L’auteur a cru devoir, pour sa démonstration, s’entourer d’un formidable appareil d’arguments et d’exemples, qu’elle emprunte aux Latins et aux Grecs, aux livres sacrés comme aux profanes : de là un caractère subtil et pédantesque dans le style de ce passage, trop chargé de citations. L’une d’elles nous plaît toutefois, lorsque, amenée par son sujet à parler de l’amitié, elle s’excuse de célébrer « ce présent céleste, après les merveilles qu’en a récitées son second père. » Mais on comprend qu’elle aurait pu établir avec moins de peine qu’il nous faut ici-bas un ami pour nous aider à porter le poids de nos maux ou celui de notre bonheur, et que, si ce besoin est général, il est surtout très-vivement senti des natures supérieures : c’est qu’elles seraient comme perdues dans un désert, sans quelques compagnes dignes d’elles, à qui elles pussent se révéler et se faire comprendre.

Ces âmes d’élite se font, par malheur, de plus en plus rares, au dire de mademoiselle de Gournay.

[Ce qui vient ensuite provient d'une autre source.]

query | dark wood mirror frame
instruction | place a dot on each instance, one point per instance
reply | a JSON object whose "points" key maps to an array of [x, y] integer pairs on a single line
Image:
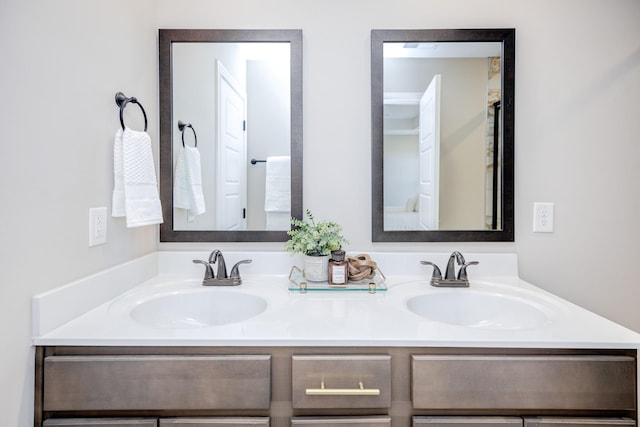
{"points": [[166, 38], [505, 36]]}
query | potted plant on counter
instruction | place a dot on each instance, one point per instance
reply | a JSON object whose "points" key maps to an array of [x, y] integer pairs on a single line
{"points": [[315, 241]]}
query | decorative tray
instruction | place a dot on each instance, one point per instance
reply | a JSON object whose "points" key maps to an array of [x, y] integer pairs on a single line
{"points": [[297, 282]]}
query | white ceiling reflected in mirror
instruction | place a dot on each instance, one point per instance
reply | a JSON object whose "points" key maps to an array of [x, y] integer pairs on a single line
{"points": [[240, 90], [442, 135]]}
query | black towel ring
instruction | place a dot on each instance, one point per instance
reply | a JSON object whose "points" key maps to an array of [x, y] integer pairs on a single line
{"points": [[181, 126], [122, 101]]}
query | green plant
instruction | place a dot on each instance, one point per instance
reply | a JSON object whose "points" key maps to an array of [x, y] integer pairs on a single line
{"points": [[314, 238]]}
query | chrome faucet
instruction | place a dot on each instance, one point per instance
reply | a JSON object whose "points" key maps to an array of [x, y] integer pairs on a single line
{"points": [[220, 278], [450, 279]]}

Elle s’en plaint particulièrement dans un discours sur le peu de prix de la noblesse du temps, où, revenant à ses critiques de prédilection, elle pose en principe que l’on pourra, presque toujours à coup sûr, baptiser du nom de fou le gentilhomme français : jugement trop vrai de cette race frivole qui, après avoir amassé tant de périls sur le pays, se montra si tristement impuissante à les repousser. Ce portrait peu flatté des jeunes nobles de la première partie du dix-septième siècle n’est pas sans intérêt historique. À en croire mademoiselle de Gournay, leur sottise n’avait d’égale que leur insolence.